Jakarta – Di tengah dunia modern yang semakin bising oleh pencitraan, Aristoteles kembali berbicara melalui gagasannya: “Orang bijak tidak mencari tepuk tangan, tetapi kebenaran. Sebab pada akhirnya, kebenaran itulah yang akan memahkotai dirinya sebagai pemenang.”
Pemikiran filsuf besar Yunani itu seolah menjadi cermin bagi zaman ini,ketika kebenaran sering kali dikorbankan demi popularitas, dan integritas kalah oleh kebutuhan untuk disukai publik. Dalam karyanya Nicomachean Ethics, Aristoteles menegaskan bahwa tujuan sejati manusia adalah eudaimonia, yaitu kebahagiaan yang muncul dari hidup sesuai dengan kebajikan.
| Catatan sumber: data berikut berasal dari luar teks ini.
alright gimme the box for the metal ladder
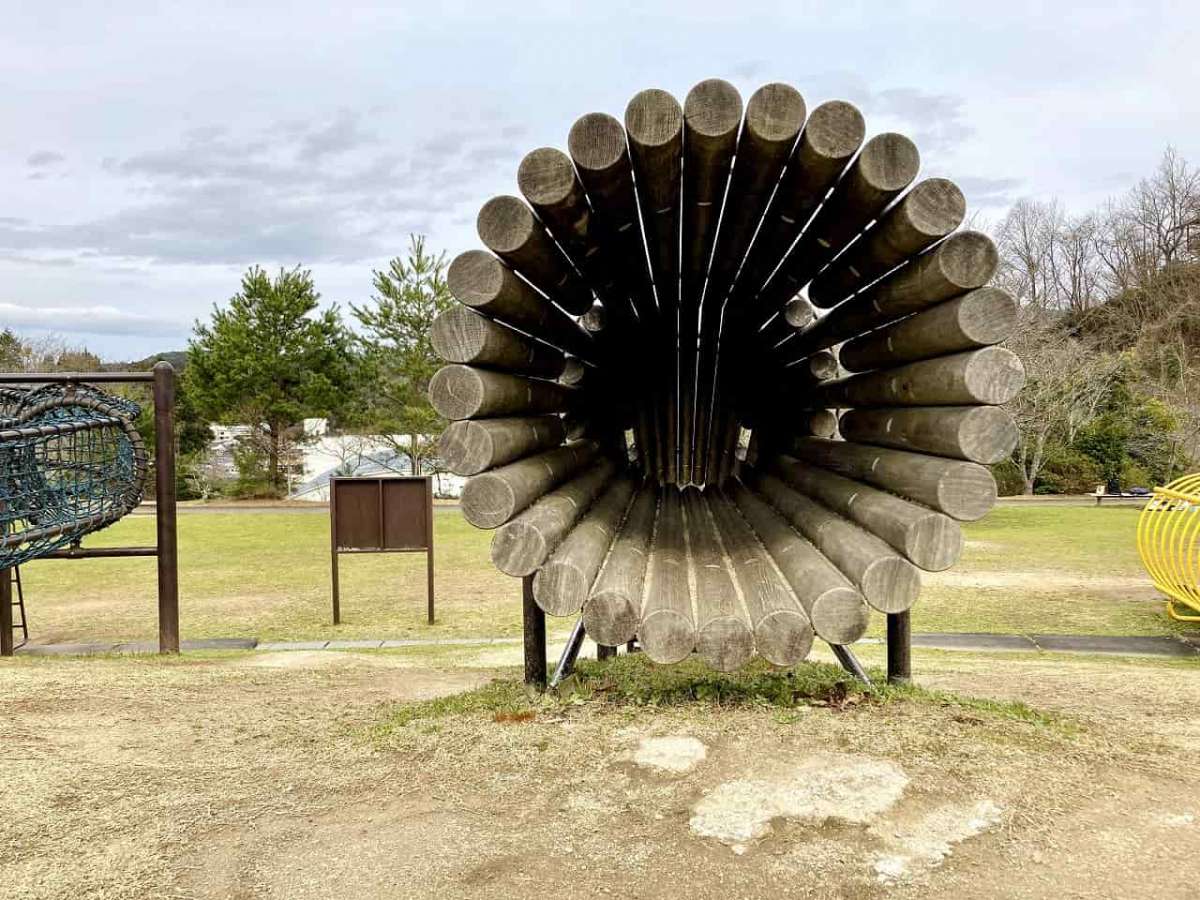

Kebenaran, bagi Aristoteles, bukan sekadar pernyataan yang benar, tetapi jalan hidup yang menuntun manusia menuju keutamaan. Karena itu, orang bijak tidak terikat oleh sorak atau sanjungan, sebab ia tahu bahwa keberanian moral terletak pada kesetiaan terhadap prinsip, bukan pada penilaian sesaat dari orang banyak.
“Kebenaran adalah sumber martabat, dan hanya mereka yang berani memeliharanya yang dapat mencapai kebahagiaan sejati,” tulis Aristoteles dalam tafsir etika kebajikannya.
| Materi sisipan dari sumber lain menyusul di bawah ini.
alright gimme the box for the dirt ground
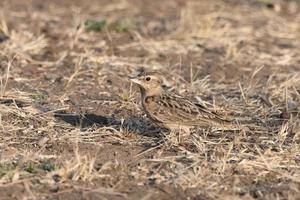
[0,0,300,199]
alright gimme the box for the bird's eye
[145,77,151,81]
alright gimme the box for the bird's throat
[140,87,163,97]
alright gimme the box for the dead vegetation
[0,0,299,199]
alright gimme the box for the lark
[131,71,235,133]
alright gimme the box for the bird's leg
[177,130,181,143]
[176,126,184,143]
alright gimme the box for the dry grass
[0,0,299,199]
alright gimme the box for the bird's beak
[130,78,142,85]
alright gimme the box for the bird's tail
[214,117,267,132]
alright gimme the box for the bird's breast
[144,96,156,104]
[142,96,163,123]
[142,96,157,114]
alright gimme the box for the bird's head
[130,71,164,96]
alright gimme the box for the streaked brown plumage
[131,71,234,132]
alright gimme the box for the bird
[130,71,236,133]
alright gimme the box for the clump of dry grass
[47,142,97,183]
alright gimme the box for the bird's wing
[149,92,227,126]
[194,103,230,122]
[145,94,191,125]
Dalam Metaphysics, ia menegaskan bahwa setiap manusia secara alami menginginkan pengetahuan. Maka, menyembunyikan kebenaran demi pujian adalah bentuk pengkhianatan terhadap kodrat manusia itu sendiri. Keberanian menyuarakan kebenaran bukanlah tindakan emosional, melainkan kewajiban moral terhadap sesama.
Bagi Aristoteles, membela kebenaran berarti menjaga keadilan agar dunia tidak terjerumus dalam kepalsuan yang menyesatkan. Ia menyebut keutamaan sebagai the golden mean,jalan tengah yang menuntut keseimbangan antara kesombongan dan kepengecutan. Dalam konteks ini, keberanian menyuarakan kebenaran harus lahir dari ketulusan, bukan dari ambisi untuk diakui.
Pemikiran Aristoteles terasa relevan dengan kondisi sosial dan politik hari ini. Ketika banyak tokoh lebih sibuk membangun citra daripada memperjuangkan nilai, pesan sang filsuf menjadi penuntun moral: bahwa kebenaran tidak memerlukan tepuk tangan, tetapi pembelaan yang tulus.
Kemenangan sejati, menurut Aristoteles, bukanlah sorak-sorai manusia, melainkan kedamaian batin yang lahir dari kesetiaan pada kebenaran.
Dalam konteks jurnalisme dan kepemimpinan publik, gagasan ini menjadi pengingat bahwa keberanian berbicara benar adalah fondasi dari peradaban yang berkeadilan. Di tengah arus kebohongan yang dibungkus pencitraan, mereka yang tetap setia pada kebenaran adalah pewaris sejati kebijaksanaan Aristoteles.